Google's self-driving cars have racked up about 2.2 million self-driven kilometres on actual roads in the last six years, but as impressive as that sounds, it's a pittance compared to what the simulators have been doing behind the scenes. As part of its monthly report on self-driving cars, Google has detailed the simulators it uses to test out software changes for its fleet. Every kilometre driven by a car with sensors has been tabulated as a three-million-kilometre virtual test course for every version of Google's software. Whenever code is changed, it "re-drives" all the kilometres that Google's cars have driven in the real world before, to see how it reacts:
For example, to make left turns at an intersection more comfortable for our passengers, we modified our software to adjust the angle at which our cars would travel. To test this change, we then rerun our entire driving history of 2+ million miles with the new turning pattern to ensure that it doesn't just make our car better at left turns, but that the changes creates a better driving experience overall.
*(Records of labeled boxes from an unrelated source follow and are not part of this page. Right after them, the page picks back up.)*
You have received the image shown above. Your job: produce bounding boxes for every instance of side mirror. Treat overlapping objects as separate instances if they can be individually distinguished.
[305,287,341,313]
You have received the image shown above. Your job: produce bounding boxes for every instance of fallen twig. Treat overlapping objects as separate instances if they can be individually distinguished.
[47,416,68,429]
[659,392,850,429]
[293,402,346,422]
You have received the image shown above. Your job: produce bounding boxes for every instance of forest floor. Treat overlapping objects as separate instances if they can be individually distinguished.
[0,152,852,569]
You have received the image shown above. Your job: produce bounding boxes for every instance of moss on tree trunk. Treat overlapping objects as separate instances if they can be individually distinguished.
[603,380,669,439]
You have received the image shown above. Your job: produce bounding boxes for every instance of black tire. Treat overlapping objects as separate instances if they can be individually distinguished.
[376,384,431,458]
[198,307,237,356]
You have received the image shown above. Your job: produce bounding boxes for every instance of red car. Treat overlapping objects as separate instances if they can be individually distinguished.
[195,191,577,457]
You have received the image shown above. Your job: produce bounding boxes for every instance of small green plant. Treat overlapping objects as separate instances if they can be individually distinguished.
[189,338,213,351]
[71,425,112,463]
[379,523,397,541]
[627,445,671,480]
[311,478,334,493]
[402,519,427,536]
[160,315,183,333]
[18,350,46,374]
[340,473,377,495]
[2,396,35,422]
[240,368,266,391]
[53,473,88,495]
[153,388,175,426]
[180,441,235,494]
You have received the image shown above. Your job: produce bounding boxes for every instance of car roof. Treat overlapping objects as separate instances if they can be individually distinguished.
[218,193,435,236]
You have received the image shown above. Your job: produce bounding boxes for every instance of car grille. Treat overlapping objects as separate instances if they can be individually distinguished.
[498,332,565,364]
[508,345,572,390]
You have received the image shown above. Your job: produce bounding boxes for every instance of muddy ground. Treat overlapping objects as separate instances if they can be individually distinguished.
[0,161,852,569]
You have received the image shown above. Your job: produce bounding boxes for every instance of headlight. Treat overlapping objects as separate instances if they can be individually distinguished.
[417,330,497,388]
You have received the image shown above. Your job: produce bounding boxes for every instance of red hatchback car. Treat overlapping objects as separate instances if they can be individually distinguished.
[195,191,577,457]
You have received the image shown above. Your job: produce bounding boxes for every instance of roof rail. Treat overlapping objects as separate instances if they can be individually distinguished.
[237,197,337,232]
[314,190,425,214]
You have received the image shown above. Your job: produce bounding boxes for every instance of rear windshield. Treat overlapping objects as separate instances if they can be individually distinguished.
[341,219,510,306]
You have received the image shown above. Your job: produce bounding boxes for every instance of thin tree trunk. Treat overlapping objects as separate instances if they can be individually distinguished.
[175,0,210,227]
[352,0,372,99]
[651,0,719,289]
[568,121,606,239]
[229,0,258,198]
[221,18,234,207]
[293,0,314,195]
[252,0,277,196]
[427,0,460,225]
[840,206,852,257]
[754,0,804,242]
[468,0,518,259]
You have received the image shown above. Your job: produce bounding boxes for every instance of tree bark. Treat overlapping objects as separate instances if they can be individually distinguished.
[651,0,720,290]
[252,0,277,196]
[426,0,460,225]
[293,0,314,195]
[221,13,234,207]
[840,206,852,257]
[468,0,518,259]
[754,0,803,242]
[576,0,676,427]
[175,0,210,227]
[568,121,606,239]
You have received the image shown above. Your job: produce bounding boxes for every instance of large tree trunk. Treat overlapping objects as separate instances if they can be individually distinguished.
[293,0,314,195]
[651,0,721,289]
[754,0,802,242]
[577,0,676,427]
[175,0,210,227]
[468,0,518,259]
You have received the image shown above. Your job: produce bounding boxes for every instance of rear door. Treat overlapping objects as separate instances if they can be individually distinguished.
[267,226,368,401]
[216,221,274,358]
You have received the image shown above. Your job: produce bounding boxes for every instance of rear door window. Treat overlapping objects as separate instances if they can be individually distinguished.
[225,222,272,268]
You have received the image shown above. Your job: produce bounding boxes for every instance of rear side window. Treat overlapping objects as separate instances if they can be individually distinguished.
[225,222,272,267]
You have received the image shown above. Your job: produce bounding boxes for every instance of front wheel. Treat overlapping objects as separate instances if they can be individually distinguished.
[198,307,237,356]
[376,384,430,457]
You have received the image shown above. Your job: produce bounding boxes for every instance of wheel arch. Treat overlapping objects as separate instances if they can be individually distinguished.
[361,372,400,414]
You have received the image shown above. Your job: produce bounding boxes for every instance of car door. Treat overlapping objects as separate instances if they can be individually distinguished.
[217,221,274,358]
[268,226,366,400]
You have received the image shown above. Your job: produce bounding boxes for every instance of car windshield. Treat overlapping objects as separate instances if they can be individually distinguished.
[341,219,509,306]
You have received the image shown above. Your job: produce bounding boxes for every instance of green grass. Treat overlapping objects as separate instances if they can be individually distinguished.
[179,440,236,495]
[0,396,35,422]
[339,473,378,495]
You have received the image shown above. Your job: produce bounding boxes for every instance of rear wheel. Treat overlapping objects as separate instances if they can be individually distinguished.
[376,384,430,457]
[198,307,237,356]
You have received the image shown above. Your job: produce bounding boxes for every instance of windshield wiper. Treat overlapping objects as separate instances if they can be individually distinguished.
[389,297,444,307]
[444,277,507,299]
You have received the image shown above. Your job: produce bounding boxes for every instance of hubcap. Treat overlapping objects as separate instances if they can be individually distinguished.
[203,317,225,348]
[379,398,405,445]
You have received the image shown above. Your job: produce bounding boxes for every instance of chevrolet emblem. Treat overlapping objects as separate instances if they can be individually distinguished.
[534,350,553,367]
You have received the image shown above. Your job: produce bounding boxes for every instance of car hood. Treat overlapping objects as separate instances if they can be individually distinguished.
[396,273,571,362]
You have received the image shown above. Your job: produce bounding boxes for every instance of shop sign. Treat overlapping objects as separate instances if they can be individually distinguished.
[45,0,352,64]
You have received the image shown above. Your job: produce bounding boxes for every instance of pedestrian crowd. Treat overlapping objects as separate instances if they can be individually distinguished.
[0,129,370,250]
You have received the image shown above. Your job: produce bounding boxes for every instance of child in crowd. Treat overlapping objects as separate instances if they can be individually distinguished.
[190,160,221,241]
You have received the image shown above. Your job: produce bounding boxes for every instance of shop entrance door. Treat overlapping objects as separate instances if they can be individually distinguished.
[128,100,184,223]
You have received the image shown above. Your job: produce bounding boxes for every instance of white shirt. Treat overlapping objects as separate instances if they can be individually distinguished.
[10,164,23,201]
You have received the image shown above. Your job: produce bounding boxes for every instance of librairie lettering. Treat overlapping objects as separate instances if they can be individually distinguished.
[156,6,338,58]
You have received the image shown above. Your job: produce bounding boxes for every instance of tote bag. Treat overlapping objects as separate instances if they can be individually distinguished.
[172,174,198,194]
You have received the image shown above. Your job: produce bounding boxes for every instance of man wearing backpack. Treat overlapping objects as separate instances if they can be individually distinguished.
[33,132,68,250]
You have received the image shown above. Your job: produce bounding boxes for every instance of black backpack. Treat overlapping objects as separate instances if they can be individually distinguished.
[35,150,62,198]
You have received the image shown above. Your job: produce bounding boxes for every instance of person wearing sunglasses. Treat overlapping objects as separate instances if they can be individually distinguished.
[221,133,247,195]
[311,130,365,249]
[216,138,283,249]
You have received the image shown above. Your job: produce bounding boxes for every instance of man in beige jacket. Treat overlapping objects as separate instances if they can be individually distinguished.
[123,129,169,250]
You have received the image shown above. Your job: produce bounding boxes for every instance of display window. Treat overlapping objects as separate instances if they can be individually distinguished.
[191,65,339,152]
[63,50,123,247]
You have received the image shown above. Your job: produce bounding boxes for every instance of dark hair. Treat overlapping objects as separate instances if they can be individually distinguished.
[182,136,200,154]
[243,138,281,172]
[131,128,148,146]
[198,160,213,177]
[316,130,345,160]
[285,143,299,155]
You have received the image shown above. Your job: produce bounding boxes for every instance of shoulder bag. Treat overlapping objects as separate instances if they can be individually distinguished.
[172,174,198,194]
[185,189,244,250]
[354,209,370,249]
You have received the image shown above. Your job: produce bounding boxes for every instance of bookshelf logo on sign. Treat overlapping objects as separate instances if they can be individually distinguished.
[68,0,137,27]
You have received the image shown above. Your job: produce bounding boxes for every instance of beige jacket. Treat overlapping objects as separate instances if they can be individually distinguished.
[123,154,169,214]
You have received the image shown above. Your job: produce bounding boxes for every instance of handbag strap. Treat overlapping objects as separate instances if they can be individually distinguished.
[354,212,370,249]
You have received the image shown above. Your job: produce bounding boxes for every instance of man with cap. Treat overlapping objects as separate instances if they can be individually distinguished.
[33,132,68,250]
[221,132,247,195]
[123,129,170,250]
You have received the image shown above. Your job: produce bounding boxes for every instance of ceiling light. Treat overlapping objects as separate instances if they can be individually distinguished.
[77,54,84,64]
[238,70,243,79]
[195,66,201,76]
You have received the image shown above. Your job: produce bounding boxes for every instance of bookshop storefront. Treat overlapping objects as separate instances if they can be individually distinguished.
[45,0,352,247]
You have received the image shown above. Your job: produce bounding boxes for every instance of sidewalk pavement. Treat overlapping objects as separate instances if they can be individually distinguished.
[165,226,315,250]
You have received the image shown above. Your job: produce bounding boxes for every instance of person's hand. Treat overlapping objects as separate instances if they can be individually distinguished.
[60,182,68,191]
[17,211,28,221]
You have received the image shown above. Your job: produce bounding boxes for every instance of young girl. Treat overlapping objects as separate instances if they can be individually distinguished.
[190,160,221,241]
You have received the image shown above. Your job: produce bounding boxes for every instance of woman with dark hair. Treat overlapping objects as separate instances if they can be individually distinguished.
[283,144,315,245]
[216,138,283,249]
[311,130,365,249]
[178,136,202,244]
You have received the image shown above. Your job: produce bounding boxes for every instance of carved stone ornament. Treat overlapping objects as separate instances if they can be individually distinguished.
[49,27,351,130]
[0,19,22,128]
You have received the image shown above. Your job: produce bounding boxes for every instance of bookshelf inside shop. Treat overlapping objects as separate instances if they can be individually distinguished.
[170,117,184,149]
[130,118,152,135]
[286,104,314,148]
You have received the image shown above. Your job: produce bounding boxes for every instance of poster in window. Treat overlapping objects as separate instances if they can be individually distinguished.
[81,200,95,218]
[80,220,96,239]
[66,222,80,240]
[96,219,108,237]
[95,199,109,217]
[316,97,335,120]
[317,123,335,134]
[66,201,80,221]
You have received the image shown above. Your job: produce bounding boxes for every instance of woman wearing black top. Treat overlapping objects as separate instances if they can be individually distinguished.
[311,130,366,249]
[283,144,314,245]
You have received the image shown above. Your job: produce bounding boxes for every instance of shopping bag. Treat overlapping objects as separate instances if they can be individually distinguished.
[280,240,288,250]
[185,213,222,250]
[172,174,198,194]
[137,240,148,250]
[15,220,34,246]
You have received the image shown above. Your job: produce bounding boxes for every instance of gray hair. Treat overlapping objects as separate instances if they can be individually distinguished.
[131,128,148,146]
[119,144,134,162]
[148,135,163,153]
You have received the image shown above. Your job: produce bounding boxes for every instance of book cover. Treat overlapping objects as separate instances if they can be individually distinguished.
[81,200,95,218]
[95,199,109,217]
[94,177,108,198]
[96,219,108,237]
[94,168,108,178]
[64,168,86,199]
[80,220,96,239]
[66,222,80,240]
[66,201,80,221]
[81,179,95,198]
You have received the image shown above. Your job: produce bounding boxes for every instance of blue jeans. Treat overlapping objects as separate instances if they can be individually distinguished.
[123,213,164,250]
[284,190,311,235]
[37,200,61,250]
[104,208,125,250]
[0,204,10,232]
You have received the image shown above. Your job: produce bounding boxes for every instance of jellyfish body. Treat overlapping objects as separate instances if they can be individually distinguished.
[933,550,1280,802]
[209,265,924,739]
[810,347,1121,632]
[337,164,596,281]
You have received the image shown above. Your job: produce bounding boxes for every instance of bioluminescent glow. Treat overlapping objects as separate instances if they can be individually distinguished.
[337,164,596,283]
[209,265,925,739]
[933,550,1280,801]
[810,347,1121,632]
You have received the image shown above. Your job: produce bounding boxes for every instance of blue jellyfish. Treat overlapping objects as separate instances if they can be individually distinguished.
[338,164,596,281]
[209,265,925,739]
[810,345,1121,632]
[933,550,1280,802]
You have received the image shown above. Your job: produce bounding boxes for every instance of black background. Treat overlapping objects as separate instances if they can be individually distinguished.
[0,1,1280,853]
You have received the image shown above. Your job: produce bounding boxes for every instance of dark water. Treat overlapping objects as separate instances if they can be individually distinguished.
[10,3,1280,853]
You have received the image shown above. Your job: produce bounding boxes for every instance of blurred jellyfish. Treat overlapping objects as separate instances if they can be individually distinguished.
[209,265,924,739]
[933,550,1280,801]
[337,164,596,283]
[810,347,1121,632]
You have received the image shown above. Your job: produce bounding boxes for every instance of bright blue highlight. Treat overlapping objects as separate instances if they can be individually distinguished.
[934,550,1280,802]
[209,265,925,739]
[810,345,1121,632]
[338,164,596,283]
The report claims that Google simulates 4.8 million kilometres of driving every day, which obviously requires some processing horsepower. Luckily, Google has a few data centres to spare.
The simulator is also useful for working out what went wrong in the past. Every time a test driver takes control to avoid a potential accident, Google's engineers later simulate what would have happened had the car continued driving, and obviously fix any deficiencies.
Simulators alone won't make self-driving cars any better in rain or snow. But as a tool to speed up development, and check new versions of software, it's potent. Good thing Google has a few spare computers lying around.